L’investimento nelle competenze delle persone, nell’ottica dei mercati transizionali del lavoro, non è però finalizzato solo a favorire un efficace matching con le esigenze dei sistemi produttivi locali, ma a far sì che le persone siano in grado di compiere scelte consapevoli e libere riguardo al proprio percorso professionale e di vita.
Il passaggio da politiche passive per il lavoro, oggi oltre che teoricamente anche economicamente insostenibili, a politiche attive, passa dal riconoscimento che il mercato del lavoro si costruisce intorno alla persona, sia come soggetto che lavora sia come portatore dei bisogni che la produzione vuole soddisfare.
In tale ottica, le politiche attive del lavoro devono contribuire, da un lato, a valorizzare le competenze già esistenti, riconoscendo il valore delle esperienze maturate in diversi contesti formali, non formali e informali e creando ponti tra ambiti di attività spesso non collegati (vita familiare, volontariato, formazione, lavoro, ecc.); dall’altro, devono mirare alla formazione, all’ aggiornamento e alla riqualificazione di competenze, che rispondano alle esigenze delle persone e dei sistemi produttivi. Tale impostazione – che supera tanto l’idea assistenzialistica di un supporto meramente economico fruito passivamente, quanto quella utilitaristica dell’adattamento incondizionato (e altrettanto passivo) delle persone alle richieste del mercato – può essere raggiunta solo attraverso la collaborazione tra imprese, istituzioni, attori sociali e del mondo formativo, all’interno di network animati da un dialogo costante, a vantaggio di tutti gli attori coinvolti e dell’intera società.

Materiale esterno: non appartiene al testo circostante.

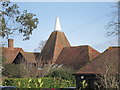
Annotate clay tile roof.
[75,47,120,74]
[40,31,70,62]
[56,45,100,70]
[20,51,36,63]
[2,47,23,63]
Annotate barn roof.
[2,47,23,63]
[75,47,120,74]
[20,51,36,63]
[56,45,100,70]
[40,31,70,63]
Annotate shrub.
[3,77,75,88]
[2,64,27,78]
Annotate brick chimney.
[8,39,14,48]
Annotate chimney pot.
[8,39,14,48]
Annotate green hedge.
[3,77,75,88]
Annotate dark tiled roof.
[2,47,38,64]
[40,31,70,63]
[20,51,36,63]
[2,47,23,63]
[56,45,100,70]
[75,47,120,74]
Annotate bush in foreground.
[3,77,75,88]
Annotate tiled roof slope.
[76,47,120,74]
[20,51,36,63]
[56,45,100,70]
[40,31,70,63]
[2,47,23,64]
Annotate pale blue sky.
[3,2,117,52]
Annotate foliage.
[2,64,28,78]
[0,0,38,40]
[3,77,75,88]
[47,67,75,82]
[95,57,120,90]
[106,1,120,36]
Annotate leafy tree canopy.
[0,1,38,40]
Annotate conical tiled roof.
[40,31,70,63]
[56,45,100,70]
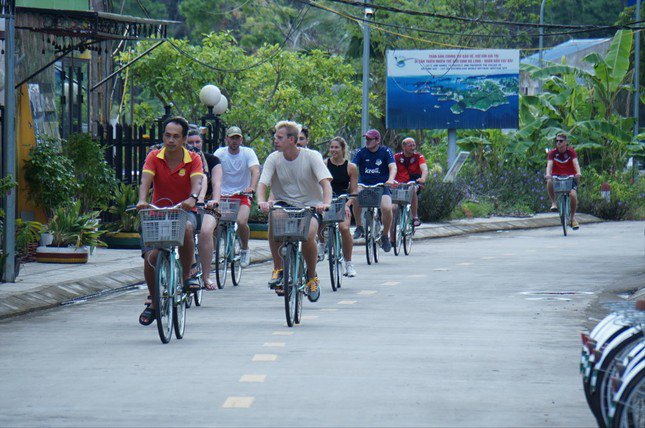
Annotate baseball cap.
[363,129,381,141]
[226,126,243,137]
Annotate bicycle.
[139,204,188,343]
[323,195,348,291]
[391,181,417,256]
[269,205,315,327]
[553,175,573,236]
[215,193,249,290]
[357,183,383,265]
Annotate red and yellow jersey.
[143,147,204,207]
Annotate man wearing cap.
[352,129,396,253]
[215,126,260,267]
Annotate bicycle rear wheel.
[172,270,185,339]
[293,255,307,324]
[282,243,298,327]
[611,371,645,428]
[558,193,569,236]
[231,234,242,286]
[155,250,172,343]
[215,226,228,290]
[327,227,340,291]
[403,206,414,256]
[365,211,374,265]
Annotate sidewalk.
[0,213,601,319]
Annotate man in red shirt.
[394,137,428,227]
[545,133,580,230]
[137,117,204,325]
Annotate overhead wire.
[320,0,642,29]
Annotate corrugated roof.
[520,38,611,65]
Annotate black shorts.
[141,211,201,258]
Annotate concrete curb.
[0,214,601,319]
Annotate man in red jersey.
[545,133,580,230]
[137,117,204,325]
[394,137,428,227]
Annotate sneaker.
[318,242,325,262]
[269,269,282,288]
[240,250,251,267]
[381,235,392,253]
[307,276,320,302]
[345,262,356,278]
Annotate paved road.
[0,222,644,426]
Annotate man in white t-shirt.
[257,121,332,302]
[215,126,260,267]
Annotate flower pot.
[101,232,141,249]
[249,223,269,239]
[36,246,89,263]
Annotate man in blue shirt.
[352,129,396,252]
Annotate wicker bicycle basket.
[139,208,188,248]
[390,184,415,204]
[219,198,240,222]
[553,177,573,193]
[323,198,347,223]
[269,209,312,241]
[358,187,383,208]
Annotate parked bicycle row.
[580,300,645,428]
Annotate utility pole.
[361,0,374,147]
[538,0,546,94]
[2,0,17,282]
[634,0,641,137]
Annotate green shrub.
[63,134,117,212]
[419,174,464,221]
[578,170,645,220]
[450,201,495,218]
[25,139,79,217]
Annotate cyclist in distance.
[137,117,204,325]
[257,121,332,302]
[394,137,428,227]
[186,125,222,290]
[352,129,396,253]
[215,126,260,267]
[545,133,580,230]
[325,137,358,277]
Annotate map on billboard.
[386,49,520,129]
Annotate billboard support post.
[448,128,457,168]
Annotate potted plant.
[36,201,105,263]
[102,183,141,249]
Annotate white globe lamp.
[199,85,222,107]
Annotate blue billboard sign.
[386,49,520,129]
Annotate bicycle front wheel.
[215,226,228,290]
[231,234,242,286]
[393,206,403,256]
[559,193,569,236]
[172,266,190,339]
[327,227,340,291]
[155,250,172,343]
[611,371,645,428]
[282,243,298,327]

In un contesto che ancora paga la crisi economica, con consumi stagnanti e inflazione ai minimi, l’incontro tra domanda e offerta di lavoro deve procedere in parallelo all’incontro tra domanda e offerta di beni e servizi sempre più differenziati per rispondere a nuovi bisogni della persona e della società. Prova di ciò sono le numerose forme di lavoro parallelo, espressione della cosiddetta sharing economy come un tentativo di soluzione al problema dei prezzi di servizi e beni di consumo e alla difficoltà di acquisire la proprietà di beni, preferendone quindi il solo accesso consentito a prezzi minori.
Una società attiva dunque, per riprendere espressioni ancora valide, spesso prima e senza che le istituzioni siano in grado di leggere e accompagnare tali mutamenti, con il rischio di generare mercati paralleli che portano a distruggere le vecchie logiche di concorrenza che legalmente restano ancora il paradigma normativo dominante. Una società che, in quanto esperienza relazionale tra persone, non può che prescindere dalle condizioni di sviluppo integrale della persona, prima tra tutte il lavoro.
Tutte queste sfide possono quindi essere lette, ciascuna nel suo ambito di competenza specifico, come tasselli del puzzle del nuovo welfare integrale della persona e affrontate a partire dalla sua visione.